ESAPI WAF is developed by Aspect Security and it is designed to provide protection at the application layer instead of network layer. It is a Java based WAF which provides complete security from online attacks. Some of the unique features of the solution include outbound filtering features which reduce information leakage. It is configuration driven and not code based, and it enables easy installation by just adding configuration details in the text file.






WebCastellum









WebCastellum is a Java based web application firewall which can protect application against cross site scripting, SQL injections, command injections, parameter manipulation, and it can be integrated easily to a java based application. It is based on new technology and it can use existing code to provide protection.






Binarysec









Binarysec is web application software firewall for Apache, and it protects applications against illegitimate HTTP and blocks suspicious requests as well. It provides protection against cross site scripting, commend injections, parameter tampering, buffer overflow, directory traversal, SQL injection and attack obstruction. It takes not more than 10 minutes to install the software, and its user interface can manage Apache servers and many sites on one machine.






Guardian@JUMPERZ.NET









Guardian@JUMPERZ.NET is an open source application layer firewall for HTTPS / HTTP and it assesses the HTTP / HTTPS traffic to protect the web application from external attacks. Guardian@JUMPERZ.NET immediately disconnects the TCP connection when the application comes in contact with a malicious / unauthorized request.






OpenWAF









Art of defense is a San Francisco based web application security provider which started a project on open source OpenWAF in February 2011. It’s also the first company to provide distributed web application firewall for Apache servers.






Ironbee









Qualys created cloud based open source web application firewall - Ironbee which examines the HTTP instead of the traditional IP packets to evaluate a data.
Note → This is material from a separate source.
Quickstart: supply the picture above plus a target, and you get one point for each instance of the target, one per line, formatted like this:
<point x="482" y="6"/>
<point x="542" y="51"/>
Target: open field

It can even track attacks on cross site scripting code. Ironbee is published through Apache License version 2 and it provides no copyright assignment. It has modular structure and is quite easy to use.






Profense









ZION security offers an open source web application firewall similar to ModSecurity, and is called Profense. The web application firewall provided by Zion is essentially a Layer-7 firewall (which is also called “proxy firewall”) and it inspects the traffic to block content.






Smoothwall









Smoothwall provides strong web security tools to manage emails. The open source web filtering engine of Smoothwall is called DansGuardian. It has flexible user rules and a fully integrated component for web filtering and security. What’s more, it provides authenticated network access and traffic blocking. Smoothwall free firewall has security hardened Linux GNU OS too.